A Shift in Emergency Response Strategy
Currently, data from EHS-Alberta reveals a striking statistic: approximately 40 percent of ambulance calls do not result in patients being transported to hospitals. With each ambulance typically staffed by two emergency medical technicians (EMTs), this represents a significant allocation of time and personnel to calls that may not necessitate hospital-level care. More critically, when ambulances are deployed for non-urgent matters, it reduces the availability of these vital resources for individuals experiencing genuine medical emergencies.
"People are calling for help," explained Les Fisher, managing director of EHS-Alberta. "And, to this point, our default option for help has been to send two paramedics in an ambulance and take the patient to hospital. That approach isn't always the best for patients or for the system, as it ties up emergency ambulances unnecessarily."
The HELP-U Pilot Project: A New Approach
To address this inefficiency, EHS-Alberta is launching the HELP-U pilot project, commencing March 17 in Edmonton and Calgary. This innovative program introduces six specialized vehicles—three in each city—dedicated to handling calls where medical assistance is needed, but hospital transport is unlikely to be required.
Each vehicle will be operated by a single primary caregiver, who will arrive at the scene to assess and treat the patient. Rather than automatically transporting individuals to emergency wards, these caregivers will guide patients through after-care options, which may include scheduling doctor's appointments, contacting family members, or arranging transportation for follow-up medical care. They will also provide information on available walk-in clinics and consult with pharmacists regarding immediate medication needs.
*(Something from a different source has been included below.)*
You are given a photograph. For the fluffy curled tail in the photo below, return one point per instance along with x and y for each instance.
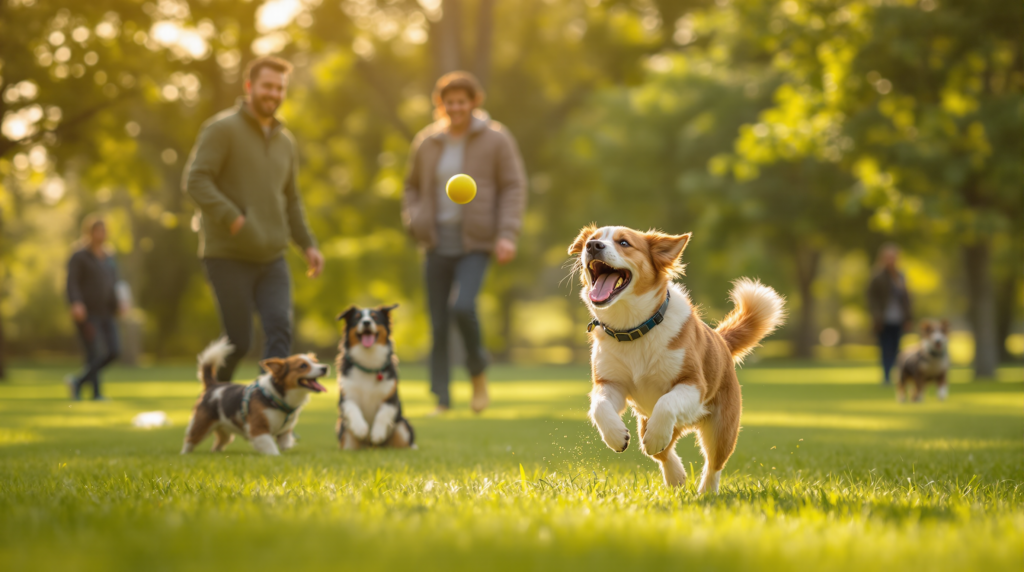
(759, 310)
(212, 358)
Common Non-Emergency Calls and Patient Navigation
Fisher noted that the types of non-emergency calls vary widely, but often involve minor injuries or complaints such as sore throats, where individuals are uncertain about the appropriate course of action. "We have a range of options, and we can help them navigate the system," he said. "Whether it's a referral to 811 for advice or an assessment by a paramedic over the phone, we'll inform them of their choices. Frequently, patients can be driven by family members to receive care, or they may benefit from a comprehensive assessment followed by guidance through the healthcare system."
The new vehicles, which will be clearly marked but not equipped with lights or sirens, represent an additional tool in EHS-Alberta's arsenal. "This is just another tool to ensure we're meeting our patients' needs effectively," Fisher emphasized.
Broader Implications and Future Outlook
By diverting non-urgent calls away from traditional ambulances, the HELP-U pilot aims to enhance overall emergency response capabilities. This initiative could lead to reduced wait times for critical cases, better resource allocation, and improved patient satisfaction by offering tailored care solutions. As the pilot progresses, EHS-Alberta will monitor its impact on call volumes, ambulance availability, and patient outcomes, potentially paving the way for broader implementation across the province.
This strategic move underscores a growing recognition within healthcare systems that not all calls for help require the same level of response. By integrating more nuanced approaches, Alberta is taking proactive steps to streamline emergency services and ensure that every patient receives the most appropriate care in a timely manner.